After US Person posted about an oil discovery by Desire Petroleum off the Falklands {"Falklands"} the company's test well results were disappointing. But another exploration company, Rockhopper, has found a commercially exploitable reservoir worth about 200 million barrels of oil. There has been no talk of a potential disaster among Falkland Islanders who see the oil business as a ticket to an economically secure future. They apparently are overlooking the impact of a Deepwater Horizon scenario on a fishing industry that generates £40m a year in license fees.

In the Gulf of Mexico, the disaster continues to expand unabated as BP fiddles with ways of plugging the wild well. If BP continues to fail to take effective immediate action, the oil spill will easily be double in size of the Exxon Valdez spill, assuming the relief well works. It will take another 75 days according to the company for one of two relief wells to be finished. The oil company behemoth, which takes in $93 billion a day in revenue, again demonstrated its warped priorities when it greeted rescued platform workers in their lifeboats with affidavits to sign saying they had "no personal knowledge" of what happened on board Deepwater Horizon. Federal officials are already finding that there were a series of defects in equipment and procedures that contributed to the blowout. The effects of the worst case scenario spill will be felt for decades according to a spokesman from the Scripps Oceanographic Institute. The Gulf Coast contains 40% of the United State's wetlands. The porous coast will act as a sponge as the gooey, toxic oil-seawater sludge is driven inland by wind, waves and storms. Hurricane season begins June 1st.

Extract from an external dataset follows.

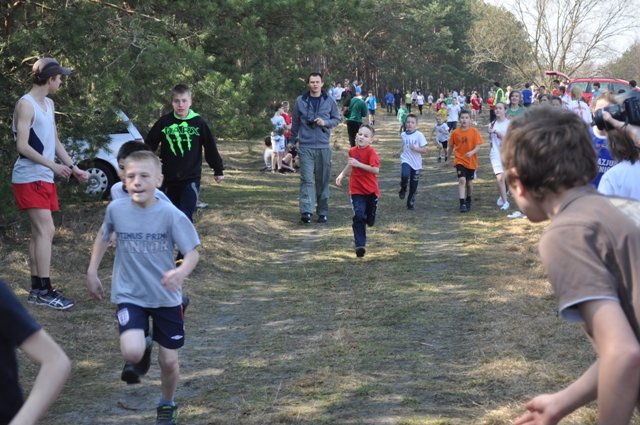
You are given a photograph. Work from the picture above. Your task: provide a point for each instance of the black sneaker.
(185, 303)
(131, 373)
(167, 415)
(51, 298)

British Petroleum, as the offshore lessee, is ultimately responsible for what happened on Mississippi Canyon Block 252. No amount of public finger pointing can alter that fact. However, its civil liability is currently capped at $75m. The administration is asking Congress to increase the cap to $10b. However, if evidence mounts that BP's drilling contractor, Transocean, Inc. continued operations despite failed pressure testing of the well, a federal criminal prosecution of both companies is warranted. The deaths of federally protected migratory birds caused by the spill can also be criminally prosecuted without evidence of willful intent or negligence. There are no monetary caps on criminal fines and penalties.